Administrate an Active Failover deployment
Introduction
The Active Failover setup requires almost no manual administration.
You may still need to replace, upgrade or remove individual nodes in an Active Failover setup.
Determining the current Leader
It is possible to determine the leader by asking any of the involved single-server
instances. Just send a request to the /_api/cluster/endpoints
REST API.
curl http://server.domain.org:8530/_api/cluster/endpoints
{
"error": false,
"code": 200,
"endpoints": [
{
"endpoint": "tcp://[::1]:8530"
},
{
"endpoint": "tcp://[::1]:8531"
}
]
}
This API will return you all available endpoints, the first endpoint is defined to
be the current Leader. This endpoint is always available and will not be blocked
with a HTTP/1.1 503 Service Unavailable
response on a Follower
Reading from Follower
Followers in the active-failover setup are in a read-only mode. It is possible to read from these
followers by adding a X-Arango-Allow-Dirty-Read: true
header on each request. Responses will then automatically
contain the X-Arango-Potential-Dirty-Read
header so that clients can reject accidental dirty reads.
Depending on the driver support for your specific programming language, you should be able to enable this option.
Upgrading / Replacing / Removing a Leader
A Leader is the active server which can receive all read and write operations in an Active-Failover setup.
Upgrading or removing a Leader can be a little tricky, because as soon as you stop the leader’s process you will trigger a failover situation. This can be intended here, but you will probably want to halt all writes to the leader for a certain amount of time to allow the follower to catch up on all operations.

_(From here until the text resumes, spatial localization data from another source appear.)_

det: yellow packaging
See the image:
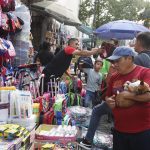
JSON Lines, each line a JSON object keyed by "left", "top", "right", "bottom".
{"left": 0, "top": 86, "right": 16, "bottom": 90}
{"left": 42, "top": 143, "right": 55, "bottom": 150}
{"left": 0, "top": 126, "right": 8, "bottom": 132}
{"left": 5, "top": 124, "right": 20, "bottom": 130}
{"left": 0, "top": 126, "right": 8, "bottom": 137}
{"left": 16, "top": 128, "right": 25, "bottom": 137}
{"left": 4, "top": 129, "right": 19, "bottom": 137}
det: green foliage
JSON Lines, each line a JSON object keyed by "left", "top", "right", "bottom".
{"left": 79, "top": 0, "right": 94, "bottom": 25}
{"left": 79, "top": 0, "right": 147, "bottom": 28}
{"left": 139, "top": 2, "right": 150, "bottom": 27}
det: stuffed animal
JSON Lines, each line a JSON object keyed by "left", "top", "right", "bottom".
{"left": 115, "top": 80, "right": 150, "bottom": 108}
{"left": 124, "top": 80, "right": 150, "bottom": 95}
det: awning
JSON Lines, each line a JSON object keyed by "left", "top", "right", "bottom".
{"left": 76, "top": 25, "right": 93, "bottom": 35}
{"left": 31, "top": 1, "right": 81, "bottom": 26}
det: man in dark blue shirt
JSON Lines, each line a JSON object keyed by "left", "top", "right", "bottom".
{"left": 134, "top": 32, "right": 150, "bottom": 68}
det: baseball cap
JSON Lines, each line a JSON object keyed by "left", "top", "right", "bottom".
{"left": 106, "top": 46, "right": 136, "bottom": 61}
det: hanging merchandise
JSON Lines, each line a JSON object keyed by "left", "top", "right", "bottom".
{"left": 0, "top": 38, "right": 16, "bottom": 58}
{"left": 68, "top": 92, "right": 81, "bottom": 106}
{"left": 53, "top": 94, "right": 67, "bottom": 116}
{"left": 12, "top": 3, "right": 31, "bottom": 66}
{"left": 0, "top": 0, "right": 15, "bottom": 12}
{"left": 7, "top": 12, "right": 24, "bottom": 34}
{"left": 0, "top": 12, "right": 10, "bottom": 38}
{"left": 39, "top": 92, "right": 50, "bottom": 113}
{"left": 69, "top": 76, "right": 82, "bottom": 94}
{"left": 59, "top": 80, "right": 67, "bottom": 94}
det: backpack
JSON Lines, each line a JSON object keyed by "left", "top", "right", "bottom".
{"left": 69, "top": 77, "right": 82, "bottom": 93}
{"left": 76, "top": 56, "right": 93, "bottom": 70}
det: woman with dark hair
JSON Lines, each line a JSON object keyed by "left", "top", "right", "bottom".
{"left": 34, "top": 41, "right": 54, "bottom": 66}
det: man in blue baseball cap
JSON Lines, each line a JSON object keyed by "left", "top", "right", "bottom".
{"left": 105, "top": 46, "right": 150, "bottom": 150}
{"left": 106, "top": 46, "right": 136, "bottom": 74}
{"left": 107, "top": 46, "right": 136, "bottom": 61}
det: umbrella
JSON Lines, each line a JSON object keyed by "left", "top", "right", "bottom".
{"left": 94, "top": 20, "right": 150, "bottom": 40}
{"left": 31, "top": 1, "right": 81, "bottom": 26}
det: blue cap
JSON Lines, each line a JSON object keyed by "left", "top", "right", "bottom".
{"left": 107, "top": 46, "right": 136, "bottom": 61}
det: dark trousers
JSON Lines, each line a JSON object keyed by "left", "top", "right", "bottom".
{"left": 113, "top": 129, "right": 150, "bottom": 150}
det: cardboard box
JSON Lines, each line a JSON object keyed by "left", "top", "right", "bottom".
{"left": 35, "top": 124, "right": 78, "bottom": 144}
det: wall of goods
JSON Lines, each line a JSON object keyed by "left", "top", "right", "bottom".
{"left": 0, "top": 1, "right": 113, "bottom": 150}
{"left": 0, "top": 0, "right": 33, "bottom": 149}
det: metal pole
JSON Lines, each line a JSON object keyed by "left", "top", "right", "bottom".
{"left": 91, "top": 0, "right": 97, "bottom": 48}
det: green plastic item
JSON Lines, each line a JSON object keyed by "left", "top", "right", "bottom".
{"left": 100, "top": 59, "right": 110, "bottom": 78}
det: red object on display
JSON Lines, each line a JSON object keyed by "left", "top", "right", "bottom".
{"left": 39, "top": 93, "right": 50, "bottom": 113}
{"left": 0, "top": 0, "right": 15, "bottom": 12}
{"left": 43, "top": 108, "right": 54, "bottom": 124}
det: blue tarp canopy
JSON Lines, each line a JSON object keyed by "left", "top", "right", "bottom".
{"left": 76, "top": 25, "right": 93, "bottom": 35}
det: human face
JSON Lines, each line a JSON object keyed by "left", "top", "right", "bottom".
{"left": 134, "top": 40, "right": 143, "bottom": 53}
{"left": 94, "top": 61, "right": 103, "bottom": 72}
{"left": 110, "top": 56, "right": 132, "bottom": 74}
{"left": 71, "top": 40, "right": 79, "bottom": 49}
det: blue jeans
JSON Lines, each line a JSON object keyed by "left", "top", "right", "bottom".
{"left": 113, "top": 129, "right": 150, "bottom": 150}
{"left": 84, "top": 90, "right": 95, "bottom": 108}
{"left": 85, "top": 101, "right": 112, "bottom": 143}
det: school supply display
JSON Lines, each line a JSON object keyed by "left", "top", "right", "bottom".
{"left": 35, "top": 124, "right": 78, "bottom": 144}
{"left": 0, "top": 86, "right": 16, "bottom": 122}
{"left": 10, "top": 90, "right": 32, "bottom": 119}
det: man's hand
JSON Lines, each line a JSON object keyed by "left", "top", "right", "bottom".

After you have ensured that the follower is sufficiently caught up, you can
stop the leader process via the shutdown API or by sending a SIGTERM
signal
to the process (i.e. kill <process-id>
). This will trigger an orderly shutdown,
and should trigger an immediate switch to the follower. If your client drivers
are configured correctly, you should notice almost no interruption in your
applications.
Once you upgraded the local server via the --database.auto-upgrade
option,
you can add it again to the Active Failover setup. The server will resync automatically
with the new Leader and become a Follower.
Upgrading / Replacing / Removing a Follower
A Follower is the passive server which tries to mirror all the data stored in the Leader.
To upgrade a follower you only need to stop the process and start it
with --database.auto-upgrade
. The server process will automatically resync
with the Leader after a restart.
The clean way of removing a Follower is to first start a replacement Follower (otherwise you will lose resiliency). After you have your replacement ready you can just kill the process and remove it.